View from a Carriage Window: Fields of Ridge and Furrow near Minety
Gaze out of your window between Kemble and Swindon,
Look left and right between Purton and Minety,
And you will see a clear pattern of ridge and furrow
(‘Like corrugated fields or waves in a land-sea’),
Particularly on frosty midwinter days:
A glimpse of a world before enclosure
Parcelled up and privatised the landscape
With fences and gates and hedgerows;
A time before the tyranny of the clock and pursuit of profit.

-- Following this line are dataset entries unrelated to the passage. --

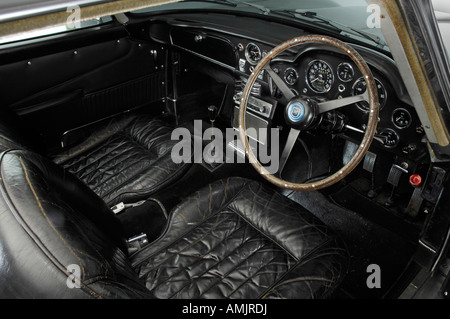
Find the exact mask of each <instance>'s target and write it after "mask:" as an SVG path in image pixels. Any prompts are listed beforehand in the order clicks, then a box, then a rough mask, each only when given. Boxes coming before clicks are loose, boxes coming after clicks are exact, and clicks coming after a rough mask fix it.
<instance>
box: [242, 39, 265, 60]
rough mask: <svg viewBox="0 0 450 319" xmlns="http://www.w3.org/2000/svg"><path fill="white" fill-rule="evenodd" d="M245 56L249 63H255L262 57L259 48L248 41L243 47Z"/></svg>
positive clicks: (261, 55)
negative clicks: (244, 49) (248, 43)
mask: <svg viewBox="0 0 450 319" xmlns="http://www.w3.org/2000/svg"><path fill="white" fill-rule="evenodd" d="M245 58H246V59H247V61H248V63H250V64H251V65H257V64H258V62H259V60H261V58H262V54H261V49H260V48H259V47H258V46H257V45H256V44H254V43H249V44H248V45H247V47H246V48H245Z"/></svg>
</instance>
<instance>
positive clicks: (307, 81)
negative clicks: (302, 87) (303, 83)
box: [306, 60, 334, 93]
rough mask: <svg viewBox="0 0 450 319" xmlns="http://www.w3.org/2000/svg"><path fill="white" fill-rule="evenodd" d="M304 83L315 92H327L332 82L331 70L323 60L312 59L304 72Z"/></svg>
mask: <svg viewBox="0 0 450 319" xmlns="http://www.w3.org/2000/svg"><path fill="white" fill-rule="evenodd" d="M306 83H307V84H308V86H309V87H310V88H311V90H313V91H314V92H316V93H327V92H328V91H330V90H331V87H332V86H333V83H334V75H333V70H332V69H331V67H330V66H329V65H328V64H327V63H326V62H324V61H321V60H315V61H312V62H311V63H310V64H309V66H308V70H307V72H306Z"/></svg>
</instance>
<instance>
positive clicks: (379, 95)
mask: <svg viewBox="0 0 450 319" xmlns="http://www.w3.org/2000/svg"><path fill="white" fill-rule="evenodd" d="M375 84H376V86H377V90H378V101H379V102H380V110H381V109H383V107H384V106H385V105H386V100H387V92H386V89H385V88H384V86H383V84H382V83H381V82H380V81H379V80H377V79H375ZM366 91H367V83H366V81H365V80H364V78H359V79H358V80H357V81H356V82H355V84H354V85H353V95H361V94H364V93H366ZM356 105H357V106H358V107H359V108H360V109H361V110H363V111H369V103H368V102H366V101H363V102H358V103H356Z"/></svg>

For out there in those fields was a community
Based upon sharing and mutuality:
Sharing out of the strips of arable land in the open fields;
Gleaning together, grazing cows together, rabbiting together;
Collecting fruits, nuts and berries in season too;
The exchanging of surplus so as to just get by;
The lending or borrowing of tools;
The sharing of fuel – wood, turf, furze, bracken:
A community of reciprocity, sharing, mutuality,
With consequent arranged or happenstance meeting
In field, lane, pathway, holloway, baulk or common –
And ‘wasting time’ didn’t mean laziness:
It might have been incomprehensible to the elite,
But the lower orders could have an eye for the picturesque too,
You didn’t have to be educated to have an eye for the sublime:
John Clare textualized what many saw and felt:
‘How fond the rustics ear at leisure dwells
On the soft soundings of his village bells
As on a Sunday morning at his ease
He takes his rambles just as fancys please…’
Glance to your left and glance to your right:
Let your imagination run free
As you pass the ridge and furrow
Frozen in time and space in the pasture;
Watch the ghosts at their toil and at their joyful recreation,
“The past is never dead. It’s not even past”
In the fields around Minety and Purton in Wiltshire.